Clackamas County (Oregon) Deputy Lon Steinhauer was on his usual patrol route Wednesday, Nov. 1, 2017, when he spotted a female driver in distress on the side of the road. The woman asked Steinhauer to remove a spider from her car.

 

CLACKAMAS COUNTY, Ore. — An Oregon sheriff’s deputy is a hero, at least to one woman who was paralyzed with fear after finding a creepy yellow spider on her car’s dashboard.

Clackamas County Deputy Lon Steinhauer was on his usual patrol route Wednesday morning when he spotted the female driver in distress on the side of the road. The Oregonian reported that the deputy pulled over to find out what was wrong.

"She was hysterical," a Clackamas County Sheriff's Office spokesperson told the newspaper. "It was a huge deal for her."

Photos on the agency's Facebook page show a grinning Steinhauer, who donned gloves for the job, removing the spider from the woman's car.

"A driver pulled over in distress and asked our deputies to remove a spider from the car's dashboard.
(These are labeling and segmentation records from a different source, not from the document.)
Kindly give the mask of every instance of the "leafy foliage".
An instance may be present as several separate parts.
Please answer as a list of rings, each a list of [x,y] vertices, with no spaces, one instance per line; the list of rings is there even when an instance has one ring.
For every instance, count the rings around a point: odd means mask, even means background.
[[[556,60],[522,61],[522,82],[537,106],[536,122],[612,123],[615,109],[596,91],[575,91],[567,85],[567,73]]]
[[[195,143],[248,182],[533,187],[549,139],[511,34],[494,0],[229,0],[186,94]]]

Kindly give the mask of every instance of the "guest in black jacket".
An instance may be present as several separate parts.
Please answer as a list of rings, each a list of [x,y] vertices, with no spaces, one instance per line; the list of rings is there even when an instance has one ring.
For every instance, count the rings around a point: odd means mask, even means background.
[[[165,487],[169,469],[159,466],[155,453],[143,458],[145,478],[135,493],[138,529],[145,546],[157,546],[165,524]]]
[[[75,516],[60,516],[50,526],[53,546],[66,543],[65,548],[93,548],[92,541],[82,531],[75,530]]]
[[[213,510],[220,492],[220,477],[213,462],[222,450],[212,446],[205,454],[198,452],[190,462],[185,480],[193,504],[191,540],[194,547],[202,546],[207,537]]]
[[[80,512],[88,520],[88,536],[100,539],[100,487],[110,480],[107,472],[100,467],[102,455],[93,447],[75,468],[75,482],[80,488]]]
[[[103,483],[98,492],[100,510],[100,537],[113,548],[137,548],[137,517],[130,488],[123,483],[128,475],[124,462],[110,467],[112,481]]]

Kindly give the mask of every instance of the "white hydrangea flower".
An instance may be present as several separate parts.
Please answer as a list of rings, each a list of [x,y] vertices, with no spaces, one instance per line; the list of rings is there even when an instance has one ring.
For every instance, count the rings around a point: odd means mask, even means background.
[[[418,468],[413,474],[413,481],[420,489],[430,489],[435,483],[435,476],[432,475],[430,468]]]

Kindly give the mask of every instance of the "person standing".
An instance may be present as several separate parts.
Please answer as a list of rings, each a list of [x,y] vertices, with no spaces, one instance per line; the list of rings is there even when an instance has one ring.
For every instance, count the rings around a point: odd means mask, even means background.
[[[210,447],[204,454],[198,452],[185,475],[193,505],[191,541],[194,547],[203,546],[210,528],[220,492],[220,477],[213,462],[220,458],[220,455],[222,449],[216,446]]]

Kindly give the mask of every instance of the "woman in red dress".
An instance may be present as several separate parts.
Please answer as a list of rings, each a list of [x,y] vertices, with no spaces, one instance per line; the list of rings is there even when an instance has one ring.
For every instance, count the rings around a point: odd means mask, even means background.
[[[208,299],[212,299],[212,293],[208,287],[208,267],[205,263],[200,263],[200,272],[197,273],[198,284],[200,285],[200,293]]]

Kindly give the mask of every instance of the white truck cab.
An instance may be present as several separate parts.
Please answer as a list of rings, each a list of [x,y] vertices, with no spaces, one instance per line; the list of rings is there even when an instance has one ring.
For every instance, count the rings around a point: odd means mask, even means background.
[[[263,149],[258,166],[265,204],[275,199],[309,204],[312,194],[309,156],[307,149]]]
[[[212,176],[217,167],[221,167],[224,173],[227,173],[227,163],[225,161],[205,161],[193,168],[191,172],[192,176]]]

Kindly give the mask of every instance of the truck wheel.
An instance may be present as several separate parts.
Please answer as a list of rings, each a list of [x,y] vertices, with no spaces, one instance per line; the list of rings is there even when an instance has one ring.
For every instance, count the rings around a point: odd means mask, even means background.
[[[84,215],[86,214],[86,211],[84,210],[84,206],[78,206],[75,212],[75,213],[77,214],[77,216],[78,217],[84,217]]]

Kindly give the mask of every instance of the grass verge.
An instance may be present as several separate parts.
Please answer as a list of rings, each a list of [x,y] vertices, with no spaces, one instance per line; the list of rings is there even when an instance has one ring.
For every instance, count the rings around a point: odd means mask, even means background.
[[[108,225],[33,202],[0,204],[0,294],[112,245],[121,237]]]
Deputy Steinhauer was happy to (carefully) oblige," the Facebook post reads.

Officials did not specify what type of spider was terrorizing the driver, but a listing of local spiders compiled by the Oregonian last year lists a possible culprit, the goldenrod crab spider.

Though the moment was a lighthearted one, Sheriff’s Office officials pointed out that the extreme fear of spiders and other insects can occasionally become a danger. A driver in Portland rolled her vehicle last fall when a spider dropped down from her rearview mirror and startled her.

Statistic Brain Research Institute reports that more than 30 percent of the American population has a fear of spiders, or arachnophobia. It is the third most common phobia, behind the fear of public speaking and the fear of death.